On dustbin collection day after Tuesday night's storm, residents of a quiet street in Whitchurch, Bristol were shocked to find rabbit droppings, sawdust and cigarette ends strewn all over the pavement.
Taking her eight year-old to the primary school on the other side of the road, one parent said she was "Absolutely disgusted and almost threw up, my lover".
One girl has been off school ever since. Her mother, Mrs Sims whose husband works for a well-known computer company, is a friend of the residents whose wheelie bin had become so horribly upturned. Speaking about the culprits, Mrs Sims said "John and Helen are good friends of mine. We take it in turns ferrying our kids to school each day. I'm sure they wouldn't have done this on purpose".

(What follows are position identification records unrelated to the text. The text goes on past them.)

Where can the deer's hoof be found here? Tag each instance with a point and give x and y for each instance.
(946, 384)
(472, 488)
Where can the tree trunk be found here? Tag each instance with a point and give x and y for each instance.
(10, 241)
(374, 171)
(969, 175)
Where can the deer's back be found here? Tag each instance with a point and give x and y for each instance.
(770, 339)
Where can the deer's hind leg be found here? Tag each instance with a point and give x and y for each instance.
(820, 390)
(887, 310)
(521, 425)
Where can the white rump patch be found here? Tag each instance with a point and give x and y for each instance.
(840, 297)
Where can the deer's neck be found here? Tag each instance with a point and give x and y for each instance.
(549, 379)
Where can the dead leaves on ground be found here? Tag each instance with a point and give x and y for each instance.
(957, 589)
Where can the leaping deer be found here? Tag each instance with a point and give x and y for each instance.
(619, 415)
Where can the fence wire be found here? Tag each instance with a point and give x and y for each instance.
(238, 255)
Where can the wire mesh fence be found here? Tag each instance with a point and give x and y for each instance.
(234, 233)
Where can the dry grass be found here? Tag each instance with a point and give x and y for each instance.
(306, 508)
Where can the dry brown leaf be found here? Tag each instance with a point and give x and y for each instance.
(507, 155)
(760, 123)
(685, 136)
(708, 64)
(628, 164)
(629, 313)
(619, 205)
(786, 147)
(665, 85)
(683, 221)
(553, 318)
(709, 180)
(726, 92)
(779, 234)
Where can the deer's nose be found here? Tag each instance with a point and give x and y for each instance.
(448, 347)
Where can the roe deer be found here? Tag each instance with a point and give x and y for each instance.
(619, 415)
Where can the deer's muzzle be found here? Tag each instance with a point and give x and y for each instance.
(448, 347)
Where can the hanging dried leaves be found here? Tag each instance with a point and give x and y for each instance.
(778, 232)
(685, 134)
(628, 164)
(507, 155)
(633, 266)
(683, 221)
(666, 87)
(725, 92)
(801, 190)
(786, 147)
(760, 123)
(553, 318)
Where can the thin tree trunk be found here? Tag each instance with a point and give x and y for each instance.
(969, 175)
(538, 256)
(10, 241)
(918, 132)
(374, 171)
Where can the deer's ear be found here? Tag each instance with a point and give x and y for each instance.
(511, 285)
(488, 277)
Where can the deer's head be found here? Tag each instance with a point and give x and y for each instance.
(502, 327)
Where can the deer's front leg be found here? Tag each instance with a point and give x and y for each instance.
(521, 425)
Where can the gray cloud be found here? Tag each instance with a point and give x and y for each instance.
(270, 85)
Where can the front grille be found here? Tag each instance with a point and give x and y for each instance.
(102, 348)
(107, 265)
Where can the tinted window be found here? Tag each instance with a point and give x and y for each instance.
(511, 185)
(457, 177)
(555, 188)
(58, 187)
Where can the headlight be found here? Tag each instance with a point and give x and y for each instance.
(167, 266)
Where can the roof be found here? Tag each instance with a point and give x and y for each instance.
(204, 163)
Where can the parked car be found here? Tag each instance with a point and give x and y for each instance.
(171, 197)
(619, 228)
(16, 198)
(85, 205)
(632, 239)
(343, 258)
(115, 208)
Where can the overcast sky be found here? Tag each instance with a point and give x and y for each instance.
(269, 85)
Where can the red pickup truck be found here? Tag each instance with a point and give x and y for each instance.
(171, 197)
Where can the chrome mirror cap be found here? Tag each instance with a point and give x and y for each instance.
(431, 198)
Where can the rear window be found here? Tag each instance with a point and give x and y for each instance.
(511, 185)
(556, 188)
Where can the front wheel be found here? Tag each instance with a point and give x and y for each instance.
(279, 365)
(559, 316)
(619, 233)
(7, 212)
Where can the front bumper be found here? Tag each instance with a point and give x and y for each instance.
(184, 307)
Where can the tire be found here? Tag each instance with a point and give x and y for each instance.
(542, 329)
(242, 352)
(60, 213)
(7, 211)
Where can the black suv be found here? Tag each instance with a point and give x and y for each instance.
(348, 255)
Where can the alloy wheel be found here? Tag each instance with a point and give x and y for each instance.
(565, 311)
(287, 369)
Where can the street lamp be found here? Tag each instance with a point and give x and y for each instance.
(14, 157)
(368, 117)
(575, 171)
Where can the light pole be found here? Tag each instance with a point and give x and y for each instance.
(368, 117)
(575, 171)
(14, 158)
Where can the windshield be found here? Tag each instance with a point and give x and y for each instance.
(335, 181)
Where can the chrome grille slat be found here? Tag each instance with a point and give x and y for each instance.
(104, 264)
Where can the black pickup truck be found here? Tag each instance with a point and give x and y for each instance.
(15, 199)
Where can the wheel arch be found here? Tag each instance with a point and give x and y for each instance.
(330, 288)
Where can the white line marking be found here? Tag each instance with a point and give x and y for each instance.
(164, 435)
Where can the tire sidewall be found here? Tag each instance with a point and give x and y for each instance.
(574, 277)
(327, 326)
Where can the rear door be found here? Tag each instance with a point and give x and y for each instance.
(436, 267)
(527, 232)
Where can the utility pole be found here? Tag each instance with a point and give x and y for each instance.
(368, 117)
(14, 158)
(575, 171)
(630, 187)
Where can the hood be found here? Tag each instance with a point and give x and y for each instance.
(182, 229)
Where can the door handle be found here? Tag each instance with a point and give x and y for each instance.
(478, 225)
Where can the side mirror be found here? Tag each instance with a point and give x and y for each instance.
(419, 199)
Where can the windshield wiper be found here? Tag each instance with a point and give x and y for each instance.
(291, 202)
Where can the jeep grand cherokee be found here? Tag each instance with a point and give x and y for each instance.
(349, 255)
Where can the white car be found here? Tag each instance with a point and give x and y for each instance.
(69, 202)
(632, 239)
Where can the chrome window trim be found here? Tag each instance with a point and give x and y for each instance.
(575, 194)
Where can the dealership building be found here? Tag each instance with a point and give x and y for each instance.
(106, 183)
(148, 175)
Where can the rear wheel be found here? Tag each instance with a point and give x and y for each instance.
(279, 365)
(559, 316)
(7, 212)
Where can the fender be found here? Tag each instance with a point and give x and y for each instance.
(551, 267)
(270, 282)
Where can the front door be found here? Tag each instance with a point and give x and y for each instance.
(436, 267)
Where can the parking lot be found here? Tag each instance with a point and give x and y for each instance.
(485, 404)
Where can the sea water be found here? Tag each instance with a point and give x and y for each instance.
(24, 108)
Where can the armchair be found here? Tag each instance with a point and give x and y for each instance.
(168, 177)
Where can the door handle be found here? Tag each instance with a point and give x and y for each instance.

The occupants of the house whose wheelie bin upturned so dramatically on Tuesday night spoke of their ordeal. John Bernas (father of two and owner of a small business) and his younger wife Helen (originally from Keynsham) were too shocked and embarrassed to give us an in-depth account of the ordeal. However, on Wednesday morning, they allegedly tried to clear the detritus whilst the rain continued to hammer relentlessly down.
"I'm shocked and embarrassed" stated Mr Bernas "but too tired to do much more right now. It's only 11 o'clock in the morning, for crying out loud! Why is ours the only wheelie bin to have suffered this fate?" He admitted that the cigarette ends were his. The rabbit droppings and sawdust were from their pet Sparky (who is soon to celebrate her third birthday).
The mayor of Bristol is considering whether to ban all wheelie bins within 100 yards of primary schools.
We are advised that a police helicopter also discovered that Mr & Mrs Bernas had accumulated a sizeable puddle of rain water in their back garden, only a few yards from the rear of their house. Neighbours are complaining on an hourly basis to Bristol Council to have the unsightly worm-infested grassy patch of land drained. "Why can't the authorities dredge our back gardens like they used to?" quizzed one dear old lady.
The Somerset Levels are having a worse time. They have very few wheelie bins and precious few primary school children under the age of eighteen. Some Bristolians are therefore campaigning for the contents of their wheelie bins to be used to raise the Somerset Levels by a metre. "Cigarette ends, sawdust and rabbit poo would be good for the soil" commented a Bristol recycling operative.